Mira mira que paisaje tan hermoso.

Yo no quería defraudarlo, pero lo que menos gana tenía era de empezar a vomitar por el miedo a los barrancos y las curvas de aquel vetusto coche que tenía una suspensión muy blanda.
Pensaba para mí - vaya marinero que soy- he pasado algunos temporales en veleros y mercantes. Cruzando en trasatlántico de niño decía mi padre que con frecuencia el y yo solo ocupábamos el comedor y ahora - como dicen en Sudamérica- con el culo cortaba varilla- y Rafael dale que te pego con el.

Mira mira que pequeñas se ven las casas ala abajo,
Sacando casi medio cuerpo en las curvas para forzarme a mirar.
El amigo lanzado cuesta arriba con sus gafas de sol y su pinta de jubilado americano sin percatarse de nada, hablando del maquinón que llevaba, que ni sé cuántos tripecientos caballos.

Un cohete, tu, mira mira como acelera -

En el coche sonaba a todo volumen moonligtn Serenade de Glenn Millar y Su amigo tarareaban y con un brazo ambos acompañaban la música a un lado y al otro dejándose llevar por la inercia de las curvas y el ritmo de la balada clásica americana,

Y yo las cagado que nunca.-- todo me parecía subrealista.

Cuando llevábamos así un tiempo indeterminado, llegando casi a la Cruz de Tejada al salir de una curva vimos a un autobús atravesado en la carretera y dimos un frenazo y el coche quedó atravesado en la carretera. El lado de Rafel y el mío quedaron enfrentados al autobús,

Un señor de unos sesenta años vino corriendo y empezó a tartamudear.
Alrededor del autobús había mucha gente mayor sentada en el suelo.

Muchacho cálmate que no te entiendo.

Decía Rafael sin alterarse, como si se cruzará con alguien en la calle que le consultara la hora. No se movió del asiento miraba la escena divertido al ver que no había ningún herido.
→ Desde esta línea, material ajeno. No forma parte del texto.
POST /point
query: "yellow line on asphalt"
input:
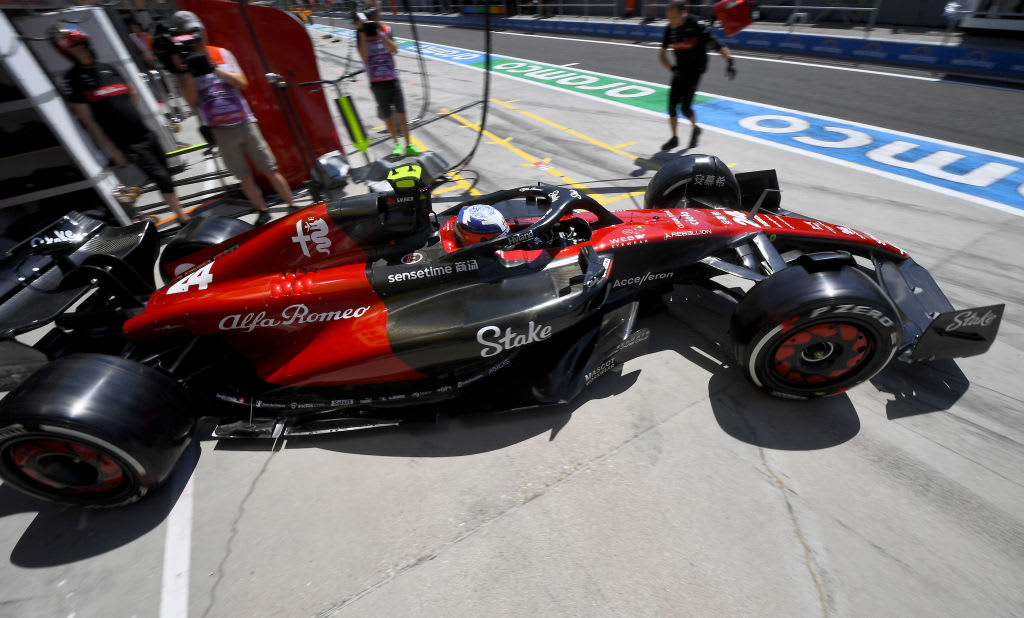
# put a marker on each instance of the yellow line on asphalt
(530, 159)
(460, 182)
(587, 138)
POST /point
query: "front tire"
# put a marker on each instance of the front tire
(805, 335)
(92, 430)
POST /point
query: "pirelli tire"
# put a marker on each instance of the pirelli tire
(92, 430)
(804, 335)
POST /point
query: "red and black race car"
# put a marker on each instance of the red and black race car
(367, 312)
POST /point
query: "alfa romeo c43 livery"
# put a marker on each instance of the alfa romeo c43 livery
(370, 311)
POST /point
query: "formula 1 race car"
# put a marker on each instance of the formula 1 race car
(367, 311)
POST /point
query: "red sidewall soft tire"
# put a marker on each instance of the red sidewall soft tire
(803, 335)
(98, 410)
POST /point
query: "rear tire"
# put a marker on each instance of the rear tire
(801, 335)
(92, 430)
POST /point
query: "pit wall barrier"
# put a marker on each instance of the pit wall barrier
(941, 58)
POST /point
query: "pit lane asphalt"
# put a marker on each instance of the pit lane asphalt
(671, 488)
(938, 107)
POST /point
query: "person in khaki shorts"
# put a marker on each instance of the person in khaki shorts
(213, 87)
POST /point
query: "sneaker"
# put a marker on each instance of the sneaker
(694, 137)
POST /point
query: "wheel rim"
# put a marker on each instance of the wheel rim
(65, 467)
(821, 353)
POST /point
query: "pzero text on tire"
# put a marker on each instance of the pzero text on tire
(93, 430)
(804, 335)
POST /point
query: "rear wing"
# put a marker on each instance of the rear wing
(960, 334)
(932, 328)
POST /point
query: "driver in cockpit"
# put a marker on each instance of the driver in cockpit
(477, 223)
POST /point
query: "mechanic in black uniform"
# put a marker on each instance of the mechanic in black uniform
(689, 38)
(104, 103)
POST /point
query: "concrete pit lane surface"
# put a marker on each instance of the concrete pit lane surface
(672, 487)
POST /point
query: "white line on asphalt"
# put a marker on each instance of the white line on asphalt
(177, 556)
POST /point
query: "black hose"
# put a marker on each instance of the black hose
(425, 82)
(486, 92)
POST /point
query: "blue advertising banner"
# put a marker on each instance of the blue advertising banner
(937, 57)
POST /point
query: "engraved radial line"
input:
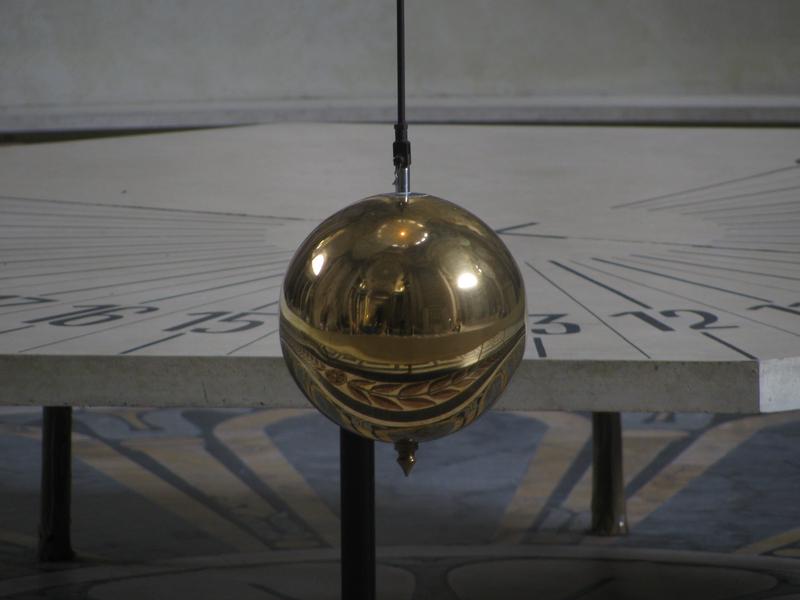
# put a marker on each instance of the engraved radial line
(671, 293)
(689, 281)
(711, 447)
(250, 343)
(729, 345)
(153, 343)
(641, 448)
(739, 257)
(760, 205)
(602, 285)
(512, 227)
(648, 262)
(705, 187)
(566, 435)
(587, 309)
(246, 437)
(188, 459)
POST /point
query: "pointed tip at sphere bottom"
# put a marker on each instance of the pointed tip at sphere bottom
(402, 318)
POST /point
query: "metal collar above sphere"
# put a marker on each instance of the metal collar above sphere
(402, 317)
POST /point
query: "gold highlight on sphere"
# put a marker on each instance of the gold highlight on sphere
(402, 318)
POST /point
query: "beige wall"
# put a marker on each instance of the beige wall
(136, 62)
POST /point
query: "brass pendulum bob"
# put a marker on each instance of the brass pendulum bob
(402, 316)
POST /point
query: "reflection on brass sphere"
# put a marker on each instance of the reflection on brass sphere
(402, 318)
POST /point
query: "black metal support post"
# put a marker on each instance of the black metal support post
(54, 526)
(608, 483)
(357, 464)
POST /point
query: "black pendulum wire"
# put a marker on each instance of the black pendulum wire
(401, 146)
(357, 454)
(54, 523)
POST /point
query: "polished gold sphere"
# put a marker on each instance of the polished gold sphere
(402, 318)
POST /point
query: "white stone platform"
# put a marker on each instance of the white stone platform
(662, 265)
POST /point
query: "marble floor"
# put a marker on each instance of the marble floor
(244, 504)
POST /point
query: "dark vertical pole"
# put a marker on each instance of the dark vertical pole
(54, 526)
(357, 464)
(608, 484)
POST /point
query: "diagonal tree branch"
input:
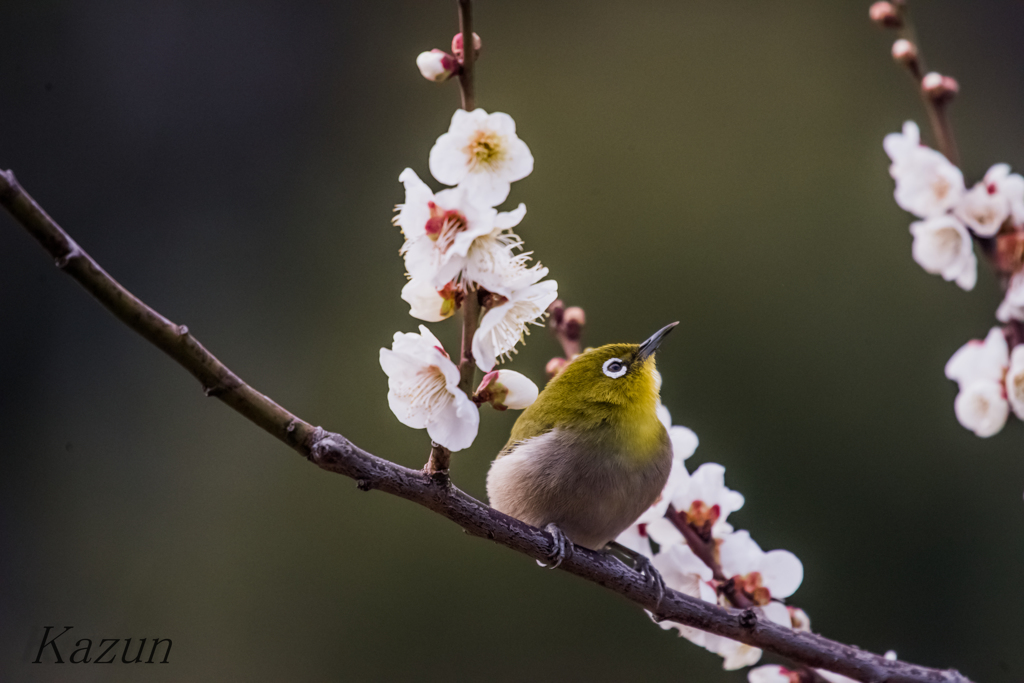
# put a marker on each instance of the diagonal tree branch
(336, 454)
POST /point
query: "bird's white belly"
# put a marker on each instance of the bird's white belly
(591, 497)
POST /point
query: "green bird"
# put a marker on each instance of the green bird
(590, 455)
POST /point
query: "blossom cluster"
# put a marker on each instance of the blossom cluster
(702, 502)
(952, 219)
(461, 253)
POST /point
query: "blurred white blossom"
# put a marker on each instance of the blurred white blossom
(436, 65)
(1015, 381)
(705, 503)
(1012, 307)
(482, 154)
(423, 390)
(505, 326)
(979, 368)
(927, 184)
(997, 197)
(942, 246)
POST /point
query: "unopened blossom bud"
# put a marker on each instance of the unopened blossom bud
(555, 367)
(904, 52)
(939, 88)
(504, 389)
(457, 46)
(886, 15)
(1015, 381)
(799, 619)
(436, 65)
(572, 322)
(555, 312)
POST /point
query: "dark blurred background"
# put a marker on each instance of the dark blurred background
(235, 164)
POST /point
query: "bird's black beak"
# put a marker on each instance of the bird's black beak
(648, 347)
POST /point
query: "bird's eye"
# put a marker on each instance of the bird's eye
(614, 368)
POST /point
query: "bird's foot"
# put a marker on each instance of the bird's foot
(643, 565)
(561, 549)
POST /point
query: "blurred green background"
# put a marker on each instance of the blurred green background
(236, 163)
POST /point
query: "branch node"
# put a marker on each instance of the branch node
(222, 387)
(62, 261)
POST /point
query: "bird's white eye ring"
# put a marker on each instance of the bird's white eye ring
(614, 368)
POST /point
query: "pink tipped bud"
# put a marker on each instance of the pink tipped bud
(904, 51)
(799, 619)
(886, 15)
(436, 65)
(555, 367)
(938, 87)
(505, 389)
(457, 46)
(572, 322)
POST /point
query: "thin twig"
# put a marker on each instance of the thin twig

Pero muchaaacho que te vas a atragantas, habla despacio,

Al pobre hombre no había quien le entendiera,

Coño. Para un mensajero que nos mandan y nos sale tártaja. Dijo levantando la voz ya un poco aburrido.

El pobre hombre al escuchar el tono imperativo de Rafael recuperó la compostura y nos dijo que en la curva - al ser tan cerrada- el autobús toco en el suelo y que la gente que venía ya muy asustada, empezó a gritar asustada,

El conductor del autobús ya estaba maniobrando para enfocar la carretera y la gente volvía a subir.

Que gente más histérica coño, hay que llevar la vida más tranquila. Dijo para despedirse-

Lo que no sabía Rafael, es que yo estaba empezando a recuperar los latidos del corazón y me alegraba de que no me hiciera ninguna pregunta porque estaba tan asustado que no podría articular palabra.

Hace un par de semanas cuando nos vimos le dije que seguía teniaendo un poco de vértigo al conducir bordeando los barrancos canarios. No le dió ninguna importancia, dijo que en la guerra los choferes de las islas eran muy apreciados porque estaban habituados a sortear carreteras de montaña,

Sempre recordaré aquel día canario - americano con el descapotable, Glen Miller, los barrancos y la escena del autobús en contraste con un Rafael con su cabellera blanca alborotada por el viento, todo tan escentrico y sin embargo tan normal para el.

Que gente tan histérica muchacho

Editado por Prometeo en 27-12-2016 a las 19:17.